Al contempo ritengo però che il messaggio contenuto nella Scrittura è rivolto a
chiunque voglia realmente porsi in un cammino di rinnovamento e cambiamento.
L’Amore incarnato che siamo chiamati a contemplare nella fioca luce della notte
di Natale, si traduce in un’attuazione del medesimo amore che sottostà (o
dovrebbe) ad ogni azione umana. Più dei regali costosi o all’ultima moda, è
l’incontro con le persone care, siano parenti o amici, che può costituire un
primo segno di cambiamento. Il ritrovarsi, il farsi attenti dei bisogni di chi
ci sta vicino e soprattutto il condividerli cercando di aiutarli a superarli, è
alla base della vera luce che illumina le nostro giornate di fine anno e non
solo. Tale atteggiamento che non brilla certamente come l’aiutare un popolo
lontano da noi, costituisce al tempo stesso una necessità ed un primo passo
verso un nuovo umanesimo.
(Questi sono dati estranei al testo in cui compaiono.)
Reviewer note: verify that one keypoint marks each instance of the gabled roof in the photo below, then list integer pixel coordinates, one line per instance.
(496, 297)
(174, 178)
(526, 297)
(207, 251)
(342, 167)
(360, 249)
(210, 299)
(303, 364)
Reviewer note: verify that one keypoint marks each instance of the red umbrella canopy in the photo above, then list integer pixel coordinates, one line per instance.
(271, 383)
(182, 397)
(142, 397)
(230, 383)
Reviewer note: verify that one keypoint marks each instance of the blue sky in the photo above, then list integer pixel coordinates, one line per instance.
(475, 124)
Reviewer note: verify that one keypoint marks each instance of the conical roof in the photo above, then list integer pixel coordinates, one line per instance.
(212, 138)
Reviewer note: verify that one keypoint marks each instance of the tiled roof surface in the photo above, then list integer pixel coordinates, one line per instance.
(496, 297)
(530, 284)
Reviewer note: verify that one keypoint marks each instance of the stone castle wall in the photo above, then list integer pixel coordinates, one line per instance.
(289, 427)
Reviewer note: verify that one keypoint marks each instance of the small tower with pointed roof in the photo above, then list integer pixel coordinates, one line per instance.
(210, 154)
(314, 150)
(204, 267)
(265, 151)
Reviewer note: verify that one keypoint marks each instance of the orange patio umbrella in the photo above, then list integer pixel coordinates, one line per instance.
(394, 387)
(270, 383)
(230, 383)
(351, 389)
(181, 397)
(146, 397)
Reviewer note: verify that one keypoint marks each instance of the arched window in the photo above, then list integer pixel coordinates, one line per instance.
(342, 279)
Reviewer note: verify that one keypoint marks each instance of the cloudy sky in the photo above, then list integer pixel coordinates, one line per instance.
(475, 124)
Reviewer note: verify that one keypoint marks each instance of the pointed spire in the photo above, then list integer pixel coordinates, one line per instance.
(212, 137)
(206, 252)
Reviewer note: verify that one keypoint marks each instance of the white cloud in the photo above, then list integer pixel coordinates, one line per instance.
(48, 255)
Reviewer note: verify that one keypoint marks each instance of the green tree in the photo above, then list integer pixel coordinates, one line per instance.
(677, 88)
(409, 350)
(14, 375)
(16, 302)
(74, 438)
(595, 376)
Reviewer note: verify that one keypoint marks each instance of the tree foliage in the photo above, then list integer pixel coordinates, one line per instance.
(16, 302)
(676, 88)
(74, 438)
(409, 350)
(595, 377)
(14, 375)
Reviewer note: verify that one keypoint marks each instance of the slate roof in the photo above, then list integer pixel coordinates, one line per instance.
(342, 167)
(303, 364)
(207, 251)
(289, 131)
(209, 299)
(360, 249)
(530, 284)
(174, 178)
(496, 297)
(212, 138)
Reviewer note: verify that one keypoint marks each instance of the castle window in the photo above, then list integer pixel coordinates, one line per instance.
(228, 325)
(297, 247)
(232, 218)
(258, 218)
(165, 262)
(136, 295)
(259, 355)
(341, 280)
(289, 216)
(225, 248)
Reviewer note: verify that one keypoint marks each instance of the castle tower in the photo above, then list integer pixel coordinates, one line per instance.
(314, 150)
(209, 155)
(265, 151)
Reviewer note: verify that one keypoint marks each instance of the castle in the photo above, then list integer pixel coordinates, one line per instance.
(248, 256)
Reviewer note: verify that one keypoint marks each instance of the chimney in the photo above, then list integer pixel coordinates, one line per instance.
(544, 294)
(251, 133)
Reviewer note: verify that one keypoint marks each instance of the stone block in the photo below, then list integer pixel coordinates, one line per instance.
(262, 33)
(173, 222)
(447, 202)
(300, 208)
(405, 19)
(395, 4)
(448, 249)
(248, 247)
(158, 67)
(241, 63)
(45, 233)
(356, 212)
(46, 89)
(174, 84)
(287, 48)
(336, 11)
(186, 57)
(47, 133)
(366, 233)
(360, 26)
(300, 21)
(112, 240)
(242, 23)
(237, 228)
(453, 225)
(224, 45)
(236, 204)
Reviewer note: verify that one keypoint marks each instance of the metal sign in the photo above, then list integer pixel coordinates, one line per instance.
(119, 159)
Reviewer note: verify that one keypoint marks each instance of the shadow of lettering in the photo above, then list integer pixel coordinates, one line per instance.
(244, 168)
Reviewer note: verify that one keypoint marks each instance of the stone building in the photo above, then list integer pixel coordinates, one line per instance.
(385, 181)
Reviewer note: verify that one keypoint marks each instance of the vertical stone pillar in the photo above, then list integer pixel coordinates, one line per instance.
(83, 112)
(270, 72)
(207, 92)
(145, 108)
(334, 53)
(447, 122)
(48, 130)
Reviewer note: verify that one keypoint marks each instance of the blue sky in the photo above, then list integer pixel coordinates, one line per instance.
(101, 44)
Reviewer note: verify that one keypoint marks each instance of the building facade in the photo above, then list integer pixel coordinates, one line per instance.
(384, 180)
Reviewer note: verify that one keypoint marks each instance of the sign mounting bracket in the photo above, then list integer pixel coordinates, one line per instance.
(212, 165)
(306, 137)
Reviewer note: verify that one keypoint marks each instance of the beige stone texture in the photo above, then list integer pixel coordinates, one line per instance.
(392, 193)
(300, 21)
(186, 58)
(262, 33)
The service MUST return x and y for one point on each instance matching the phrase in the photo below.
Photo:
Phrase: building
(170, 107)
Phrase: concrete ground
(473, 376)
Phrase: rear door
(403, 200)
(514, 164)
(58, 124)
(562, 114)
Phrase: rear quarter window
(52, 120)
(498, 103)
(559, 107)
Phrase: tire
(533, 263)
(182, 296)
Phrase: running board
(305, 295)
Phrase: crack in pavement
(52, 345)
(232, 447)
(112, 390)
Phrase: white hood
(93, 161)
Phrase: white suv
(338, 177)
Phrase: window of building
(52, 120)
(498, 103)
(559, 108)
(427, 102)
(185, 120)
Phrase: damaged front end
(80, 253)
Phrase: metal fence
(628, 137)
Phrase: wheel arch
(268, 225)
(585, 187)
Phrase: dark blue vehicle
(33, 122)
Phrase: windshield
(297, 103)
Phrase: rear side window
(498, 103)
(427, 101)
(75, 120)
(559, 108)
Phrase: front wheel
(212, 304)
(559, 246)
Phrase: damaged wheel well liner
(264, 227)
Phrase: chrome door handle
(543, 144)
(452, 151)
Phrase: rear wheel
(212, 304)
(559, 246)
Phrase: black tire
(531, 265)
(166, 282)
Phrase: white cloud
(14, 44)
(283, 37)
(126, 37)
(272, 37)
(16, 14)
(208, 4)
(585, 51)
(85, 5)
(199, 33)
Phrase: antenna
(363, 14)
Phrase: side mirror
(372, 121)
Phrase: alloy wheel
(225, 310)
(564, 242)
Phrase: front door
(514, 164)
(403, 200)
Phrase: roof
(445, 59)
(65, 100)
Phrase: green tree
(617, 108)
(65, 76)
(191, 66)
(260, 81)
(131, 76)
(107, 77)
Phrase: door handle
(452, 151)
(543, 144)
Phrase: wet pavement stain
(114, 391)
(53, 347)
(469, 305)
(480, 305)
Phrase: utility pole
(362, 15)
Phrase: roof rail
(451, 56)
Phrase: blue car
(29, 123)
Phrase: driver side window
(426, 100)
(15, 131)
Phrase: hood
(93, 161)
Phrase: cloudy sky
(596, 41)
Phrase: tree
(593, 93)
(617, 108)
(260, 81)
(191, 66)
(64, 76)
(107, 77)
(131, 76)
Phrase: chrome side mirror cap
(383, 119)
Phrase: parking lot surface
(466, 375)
Le deboli luci delle chiese ci mostrano che pur nella
loro debolezza esse resistono più di quelle elettriche dei centri commerciali:
il calore che le prime emanano riscalda l’animo umano molto più che i giochi
(quasi da discoteca) delle vetrine e balconate. In questo fiume umano che si
snoda inconsapevole nelle nostre città tra vetrine e mercatini, sarebbe bello e
salutare nel recupero di una vita autentica che superi la mondanità e gli
“idola”, fermarsi nel semplice incontro col prossimo, così da iniziare una
nuova rivoluzioni che porti ad un rinnovato umanesimo d’amore.
Bella riflessione. Ci induce a riconsiderare l'effettivo e genuino significato che ognuno di noi, nel profondo, attribuisce a una festività tanto importante. Nella maggior parte dei casi ci si accorge, senza neanche troppa sorpresa, che spesso siamo più attenti ad una celebrazione del Natale in un modo del tutto despiritualizzato, vittime (o rei) di un consumismo ormai viscerale nella nostra società.